Akhir Pekan, Rupiah dan Harga Komoditas Warnai Gerak IHSG

Dinda Audriene Muthmainah , CNN Indonesia | Jumat, 08/12/2017 07:59 WIB
Akhir Pekan, Rupiah dan Harga Komoditas Warnai Gerak IHSG Indeks Harga Saham Gabungan akhir pekan ini bakal diwarnai sejumlah sentimen negatif, antara lain pelemahan rupiah dan fluktuasi harga komoditas. (ANTARA FOTO/Sigid Kurniawan).
Jakarta, CNN Indonesia -- Indeks Harga Saham Gabungan (IHSG) pada akhir pekan ini bakal diwarnai oleh sejumlah sentimen negatif. Salah satunya berasal dari pelemahan nilai tukar rupiah terhadap dolar Amerika Serikat (AS).

"Ditambah lagi dengan pengaruh nilai tukar rupiah terhadap dolar AS (akan memberikan warna dalam pergerakan IHSG)," papar analis Indosurya Sekuritas William Surya Wijaya, dikutip Jumat (8/12).

Rupiah lagi-lagi memang bergerak melemah pada perdagangan kemarin dan ditutup turun 0,06 persen menjadi Rp13.554 per dolar AS.

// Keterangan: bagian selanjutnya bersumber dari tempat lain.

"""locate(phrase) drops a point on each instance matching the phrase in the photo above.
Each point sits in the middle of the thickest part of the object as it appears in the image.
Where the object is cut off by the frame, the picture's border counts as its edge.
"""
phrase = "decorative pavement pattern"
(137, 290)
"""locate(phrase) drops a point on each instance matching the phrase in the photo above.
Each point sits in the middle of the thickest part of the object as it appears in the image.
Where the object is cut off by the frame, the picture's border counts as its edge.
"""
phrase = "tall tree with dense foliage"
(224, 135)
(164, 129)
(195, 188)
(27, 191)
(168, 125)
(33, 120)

Tak hanya itu, William juga berpendapat, IHSG akan dipengaruhi oleh harga komoditas yang masih berfluktuasi. Beberapa komoditas yang tercatat melemah tadi malam, misalnya harga minyak dunia WTI Crude Oil yang terkoreksi 0,14 persen dan emas turun 0,33 persen.

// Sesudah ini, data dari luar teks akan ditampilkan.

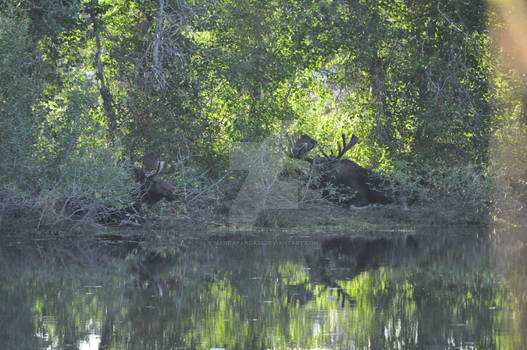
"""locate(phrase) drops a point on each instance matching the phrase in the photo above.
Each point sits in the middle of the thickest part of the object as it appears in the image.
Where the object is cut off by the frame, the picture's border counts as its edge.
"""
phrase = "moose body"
(152, 189)
(360, 186)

Kendati demikian, IHSG tetap berpotensi menguat karena didukung oleh kondisi fundamental ekonomi dalam negeri yang dinilai masih cukup positif.

"Peluang kenaikan IHSG kembali nampak terlihat dalam pergerakan yang terjadi," terang William.

Ditengah adanya sentimen positif dan negatif ini, William memprediksi, IHSG bergerak dalam rentang support 5.963 dan resistance 6.099.

Sementara itu, Kepala Riset First Asia Capital David Sutyanto mengungkapkan, kondisi pasar saham global bakal memberikan amunisi tambahan bagi laju IHSG.

Terpantau, bursa saham Wall Street berujung di teritori positif tadi malam. Dow Jones dan S&P500 sama-sama menguat 0,29 persen, sedangkan Nasdaq Composite tumbuh 0,54 persen.

"IHSG diperkirakan bergerak di kisaran support 5.980 hingga resistance di 6.030," paparnya.

Selanjutnya, IHSG juga akan dipengaruhi oleh data ekonomi dalam negeri berupa cadangan devisa bulan November 2017. Kemudian, pelaku pasar juga menanti data ekspor dan impor China bulan November 2017.